Mr. Frederick is now suing Ms. Morse and the school district for violating his first amendment rights. The case, like a soul from a dead body, has risen from the vulgar depths of the lower courts to the heavenly sphere of the Supreme Court, which will soon pronounce judgement on its righteousness or villainy.

The case is fascinating for any number of reasons, perhaps not least because Ms. Morse apparently had to stop to decipher that the inscription was some kind of "slang reference to using marijuana." Principals are so lame. But the case is also fascinating because, as the New York Times plays it up, it has temporarily aligned the Felix religious right with the Oscar American Civil Liberties Union (odd couples indeed), and (again, a series of firsts) because it pits the religious right against the Bush Administration, which can't look past its hatred of drugs and its apple-polishing respect for authority long enough to see that if students are not allowed to hold up a banner that says "Bong Hits 4 Jesus," then they may not be able to hold up a banner that says "John 3:16."

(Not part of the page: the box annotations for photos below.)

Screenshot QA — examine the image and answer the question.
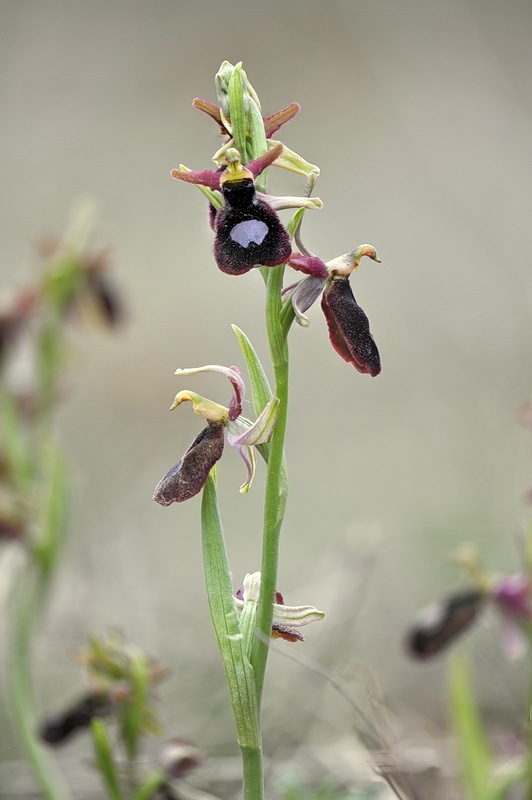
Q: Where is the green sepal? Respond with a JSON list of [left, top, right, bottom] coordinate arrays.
[[449, 656, 491, 800], [91, 719, 124, 800], [229, 62, 250, 164], [286, 208, 307, 239], [268, 139, 320, 179], [34, 442, 68, 579], [118, 652, 151, 761], [133, 770, 166, 800], [0, 390, 34, 489]]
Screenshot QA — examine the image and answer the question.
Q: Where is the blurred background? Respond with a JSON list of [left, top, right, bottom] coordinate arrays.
[[0, 0, 532, 798]]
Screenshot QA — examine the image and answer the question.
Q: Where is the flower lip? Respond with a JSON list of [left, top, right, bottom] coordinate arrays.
[[321, 277, 381, 377], [153, 364, 279, 506], [406, 589, 486, 659]]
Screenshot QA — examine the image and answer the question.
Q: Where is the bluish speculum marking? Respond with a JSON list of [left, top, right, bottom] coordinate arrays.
[[229, 219, 268, 247]]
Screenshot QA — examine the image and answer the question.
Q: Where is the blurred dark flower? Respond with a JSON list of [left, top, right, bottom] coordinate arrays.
[[39, 694, 112, 745], [158, 737, 203, 779], [285, 244, 381, 377], [153, 364, 279, 506], [37, 234, 124, 327], [171, 144, 321, 275]]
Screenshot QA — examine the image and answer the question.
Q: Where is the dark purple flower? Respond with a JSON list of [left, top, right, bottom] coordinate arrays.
[[234, 572, 325, 642], [192, 97, 301, 139], [407, 564, 532, 659], [288, 245, 381, 377], [406, 589, 486, 659]]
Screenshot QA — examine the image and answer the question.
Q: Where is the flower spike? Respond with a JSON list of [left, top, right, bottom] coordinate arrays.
[[321, 278, 381, 377], [287, 244, 381, 377], [153, 422, 224, 506]]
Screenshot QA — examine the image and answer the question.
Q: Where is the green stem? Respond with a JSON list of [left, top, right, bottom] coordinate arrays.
[[201, 469, 264, 800], [251, 266, 288, 708], [7, 564, 70, 800]]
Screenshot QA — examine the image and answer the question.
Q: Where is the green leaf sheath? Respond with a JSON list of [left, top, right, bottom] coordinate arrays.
[[449, 656, 491, 800], [201, 469, 264, 800]]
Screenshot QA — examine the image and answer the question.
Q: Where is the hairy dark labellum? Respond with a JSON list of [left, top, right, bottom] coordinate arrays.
[[153, 422, 224, 506], [214, 178, 291, 275], [39, 694, 111, 744], [321, 277, 381, 377], [406, 589, 485, 659]]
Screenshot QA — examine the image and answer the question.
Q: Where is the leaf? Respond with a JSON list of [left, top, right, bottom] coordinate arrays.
[[201, 468, 260, 750], [0, 391, 33, 488], [489, 756, 530, 800], [449, 656, 491, 800], [133, 770, 166, 800], [91, 719, 124, 800], [120, 653, 150, 761]]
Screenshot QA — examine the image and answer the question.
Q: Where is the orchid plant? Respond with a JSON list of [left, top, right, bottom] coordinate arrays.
[[153, 61, 381, 800]]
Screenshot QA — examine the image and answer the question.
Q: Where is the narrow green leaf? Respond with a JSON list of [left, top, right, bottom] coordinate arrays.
[[231, 325, 273, 417], [229, 62, 249, 164], [120, 653, 149, 761], [0, 390, 33, 488], [449, 656, 491, 800], [201, 468, 260, 750], [133, 770, 166, 800], [91, 719, 124, 800]]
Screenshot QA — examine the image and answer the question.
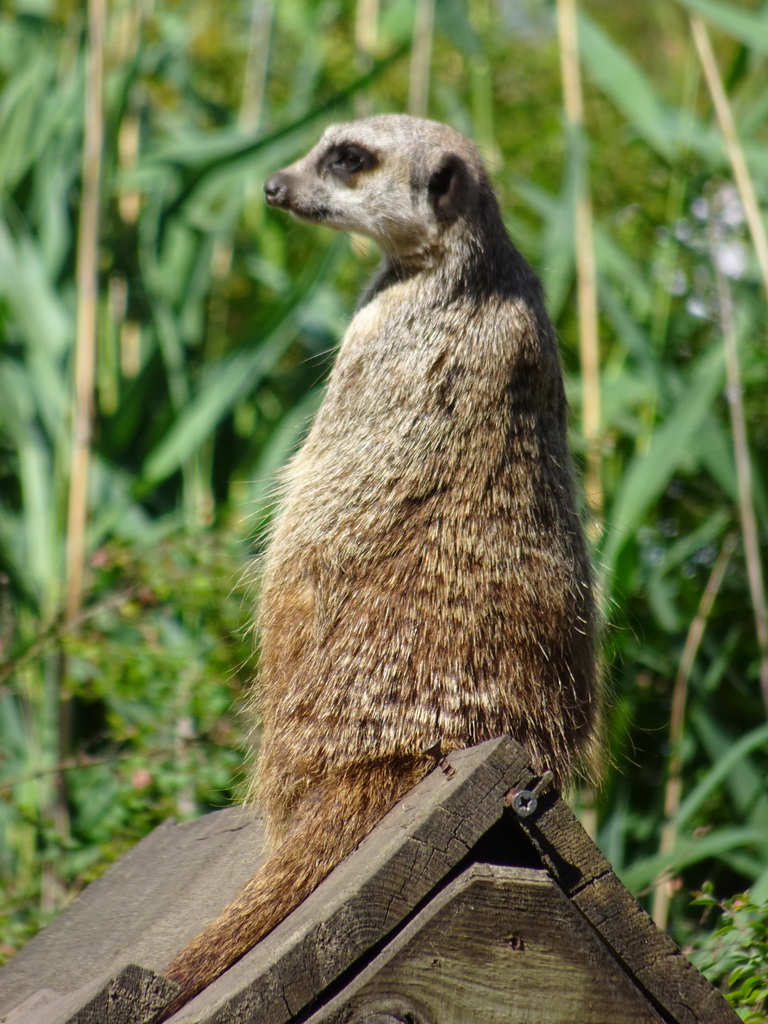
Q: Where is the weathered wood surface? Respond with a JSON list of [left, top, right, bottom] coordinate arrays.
[[0, 808, 263, 1024], [0, 737, 738, 1024], [165, 737, 532, 1024], [307, 864, 663, 1024], [5, 965, 178, 1024], [519, 795, 739, 1024]]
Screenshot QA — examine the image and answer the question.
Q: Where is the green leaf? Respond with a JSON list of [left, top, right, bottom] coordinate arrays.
[[579, 13, 677, 161], [600, 345, 724, 590]]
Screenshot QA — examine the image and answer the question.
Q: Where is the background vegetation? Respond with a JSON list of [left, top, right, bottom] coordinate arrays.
[[0, 0, 768, 1020]]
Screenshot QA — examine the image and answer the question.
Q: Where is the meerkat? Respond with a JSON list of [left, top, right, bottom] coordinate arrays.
[[166, 115, 598, 997]]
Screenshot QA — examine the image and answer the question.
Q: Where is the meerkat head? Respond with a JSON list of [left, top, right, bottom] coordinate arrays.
[[264, 115, 493, 259]]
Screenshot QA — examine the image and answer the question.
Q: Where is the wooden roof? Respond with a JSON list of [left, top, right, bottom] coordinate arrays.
[[0, 737, 738, 1024]]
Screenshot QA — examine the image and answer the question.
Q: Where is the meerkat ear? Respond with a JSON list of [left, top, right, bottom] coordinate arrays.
[[428, 153, 472, 224]]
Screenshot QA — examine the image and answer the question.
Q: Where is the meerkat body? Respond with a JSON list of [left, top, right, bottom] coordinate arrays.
[[167, 116, 596, 993]]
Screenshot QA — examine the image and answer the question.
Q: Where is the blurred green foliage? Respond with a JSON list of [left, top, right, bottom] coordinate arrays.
[[0, 0, 768, 999]]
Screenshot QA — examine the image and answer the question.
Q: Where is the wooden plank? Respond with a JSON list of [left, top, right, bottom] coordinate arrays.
[[0, 808, 263, 1017], [165, 737, 532, 1024], [307, 864, 663, 1024], [510, 794, 739, 1024], [1, 964, 178, 1024]]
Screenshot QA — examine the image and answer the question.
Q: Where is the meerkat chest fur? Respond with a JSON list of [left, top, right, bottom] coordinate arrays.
[[166, 116, 597, 998], [261, 117, 594, 813]]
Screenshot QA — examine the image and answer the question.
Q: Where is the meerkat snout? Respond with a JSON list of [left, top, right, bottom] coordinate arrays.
[[264, 171, 288, 207]]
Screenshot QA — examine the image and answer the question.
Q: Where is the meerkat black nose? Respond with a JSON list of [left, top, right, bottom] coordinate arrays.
[[264, 171, 288, 206]]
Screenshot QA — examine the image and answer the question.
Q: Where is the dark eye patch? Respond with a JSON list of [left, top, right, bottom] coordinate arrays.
[[325, 142, 379, 182]]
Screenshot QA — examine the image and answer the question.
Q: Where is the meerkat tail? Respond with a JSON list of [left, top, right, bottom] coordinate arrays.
[[165, 757, 435, 1010]]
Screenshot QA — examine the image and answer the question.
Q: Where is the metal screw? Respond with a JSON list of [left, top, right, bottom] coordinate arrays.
[[506, 771, 555, 818]]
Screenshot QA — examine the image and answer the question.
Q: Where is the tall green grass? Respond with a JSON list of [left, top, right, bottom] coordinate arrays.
[[0, 0, 768, 952]]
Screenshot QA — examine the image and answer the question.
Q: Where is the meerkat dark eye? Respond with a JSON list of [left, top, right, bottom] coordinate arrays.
[[327, 144, 377, 181]]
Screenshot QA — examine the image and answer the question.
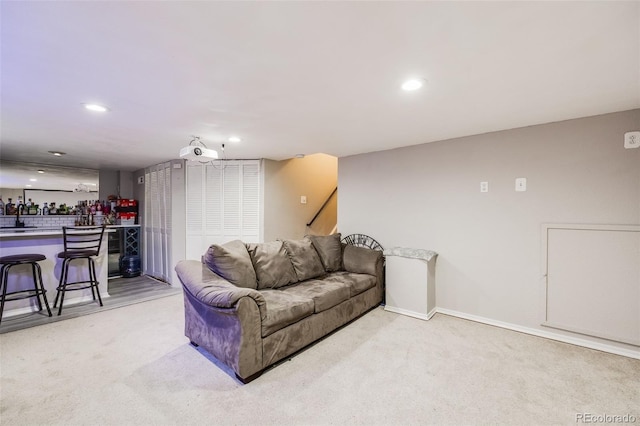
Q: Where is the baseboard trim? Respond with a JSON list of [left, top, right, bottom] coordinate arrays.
[[435, 308, 640, 359], [384, 305, 436, 321]]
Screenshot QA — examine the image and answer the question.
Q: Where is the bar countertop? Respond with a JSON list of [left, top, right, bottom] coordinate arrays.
[[0, 225, 140, 239]]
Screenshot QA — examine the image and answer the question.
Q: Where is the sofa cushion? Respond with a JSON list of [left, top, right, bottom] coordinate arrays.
[[260, 290, 313, 337], [322, 271, 376, 297], [247, 241, 298, 290], [202, 240, 257, 289], [280, 278, 351, 313], [283, 238, 324, 281], [309, 233, 342, 272]]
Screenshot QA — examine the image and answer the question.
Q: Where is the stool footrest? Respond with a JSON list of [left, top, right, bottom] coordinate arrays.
[[4, 289, 47, 302], [56, 281, 100, 291]]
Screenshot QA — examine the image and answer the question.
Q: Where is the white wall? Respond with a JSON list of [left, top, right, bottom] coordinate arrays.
[[338, 110, 640, 350]]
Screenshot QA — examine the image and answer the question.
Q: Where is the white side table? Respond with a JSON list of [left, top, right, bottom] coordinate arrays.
[[384, 247, 438, 320]]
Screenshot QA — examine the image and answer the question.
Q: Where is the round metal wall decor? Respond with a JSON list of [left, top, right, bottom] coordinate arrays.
[[342, 234, 383, 251]]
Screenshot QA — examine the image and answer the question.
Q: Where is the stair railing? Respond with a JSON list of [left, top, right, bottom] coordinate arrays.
[[307, 186, 338, 226]]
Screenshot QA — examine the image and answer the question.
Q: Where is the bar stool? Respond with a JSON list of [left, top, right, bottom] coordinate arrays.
[[53, 226, 104, 315], [0, 253, 51, 322]]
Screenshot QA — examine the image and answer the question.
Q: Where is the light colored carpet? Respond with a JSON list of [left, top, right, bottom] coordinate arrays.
[[0, 296, 640, 425]]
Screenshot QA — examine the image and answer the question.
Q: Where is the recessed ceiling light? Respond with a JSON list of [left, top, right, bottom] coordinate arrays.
[[83, 104, 109, 112], [402, 78, 424, 92]]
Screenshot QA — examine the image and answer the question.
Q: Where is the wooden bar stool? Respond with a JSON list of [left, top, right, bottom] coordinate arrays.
[[53, 226, 104, 315], [0, 253, 51, 322]]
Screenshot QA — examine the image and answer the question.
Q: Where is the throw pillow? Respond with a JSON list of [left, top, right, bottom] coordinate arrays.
[[247, 241, 298, 290], [344, 244, 382, 276], [284, 238, 324, 281], [309, 234, 342, 272], [203, 240, 257, 289]]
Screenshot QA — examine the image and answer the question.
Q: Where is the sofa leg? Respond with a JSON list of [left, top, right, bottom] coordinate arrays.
[[236, 370, 262, 385]]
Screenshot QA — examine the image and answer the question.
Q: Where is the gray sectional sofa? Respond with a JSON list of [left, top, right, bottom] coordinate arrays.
[[176, 234, 384, 383]]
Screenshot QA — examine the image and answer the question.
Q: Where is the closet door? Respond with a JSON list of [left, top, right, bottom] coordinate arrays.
[[143, 163, 171, 282], [186, 160, 262, 259]]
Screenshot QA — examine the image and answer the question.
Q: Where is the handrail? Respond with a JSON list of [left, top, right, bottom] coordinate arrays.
[[307, 186, 338, 226]]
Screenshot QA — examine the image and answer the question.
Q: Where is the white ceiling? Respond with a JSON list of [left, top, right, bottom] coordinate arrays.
[[0, 1, 640, 170]]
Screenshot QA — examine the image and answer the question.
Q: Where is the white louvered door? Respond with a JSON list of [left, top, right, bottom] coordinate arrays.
[[143, 163, 171, 282], [186, 160, 262, 259]]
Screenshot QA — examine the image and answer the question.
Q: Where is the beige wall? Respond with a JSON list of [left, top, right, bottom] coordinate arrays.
[[264, 154, 338, 241], [338, 110, 640, 350]]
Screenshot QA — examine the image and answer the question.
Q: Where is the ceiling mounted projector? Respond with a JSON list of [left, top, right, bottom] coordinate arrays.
[[180, 145, 218, 163]]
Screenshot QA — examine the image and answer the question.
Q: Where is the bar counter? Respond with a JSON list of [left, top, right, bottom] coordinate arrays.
[[0, 225, 138, 318]]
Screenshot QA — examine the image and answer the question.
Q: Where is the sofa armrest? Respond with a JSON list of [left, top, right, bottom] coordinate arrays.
[[176, 260, 267, 320]]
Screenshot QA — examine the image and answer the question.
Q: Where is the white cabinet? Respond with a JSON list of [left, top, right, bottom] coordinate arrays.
[[384, 247, 438, 320]]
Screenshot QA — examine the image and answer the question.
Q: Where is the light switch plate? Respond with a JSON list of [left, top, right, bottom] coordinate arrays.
[[624, 132, 640, 149]]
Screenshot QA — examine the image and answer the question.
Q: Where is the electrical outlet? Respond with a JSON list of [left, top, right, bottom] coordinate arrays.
[[624, 132, 640, 149]]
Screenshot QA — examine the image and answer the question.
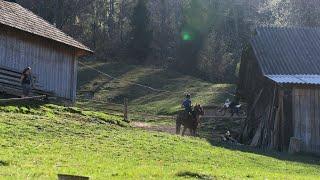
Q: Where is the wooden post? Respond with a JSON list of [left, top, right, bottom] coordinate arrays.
[[123, 98, 129, 122]]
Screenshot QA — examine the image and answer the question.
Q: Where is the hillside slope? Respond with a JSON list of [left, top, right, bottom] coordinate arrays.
[[0, 105, 320, 179], [79, 61, 235, 115]]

I tend to be a first-amendment absolutist, willing to protect all speech, even the most hateful, so long as it does not threaten or seek to incite violence or physical harm against a group or individual. So I think the kids are alright here, as Pete Townsend might put it. At the same time, though, I recognize that schools must silence some speech part of the time just in order to function. I silence my students all the time. How else would I get them to listen to or think about poetry? But a prank banner at an already campy torch-passing ceremony does not seem to disrupt the function or purpose of schooling. It's a kid with a bong sign.

And, truth be told, I'm inclined to believe that Jesus does in fact deserve bong hits. Even if I'm wrong, though, and he doesn't, people still have the right to say so.




Tuesday, March 6, 2007

Not worthless



I cannot believe that it has been three weeks or so since I have updated this commonplace book. Even more unbelievable is that I have left that Frank O'Hara ploop poem up in the interval. Fortunately, though, we have no readers to disappoint or offend.

But it is a sign of how low we have fallen if our criteria is whether something had some, however miniscule, value.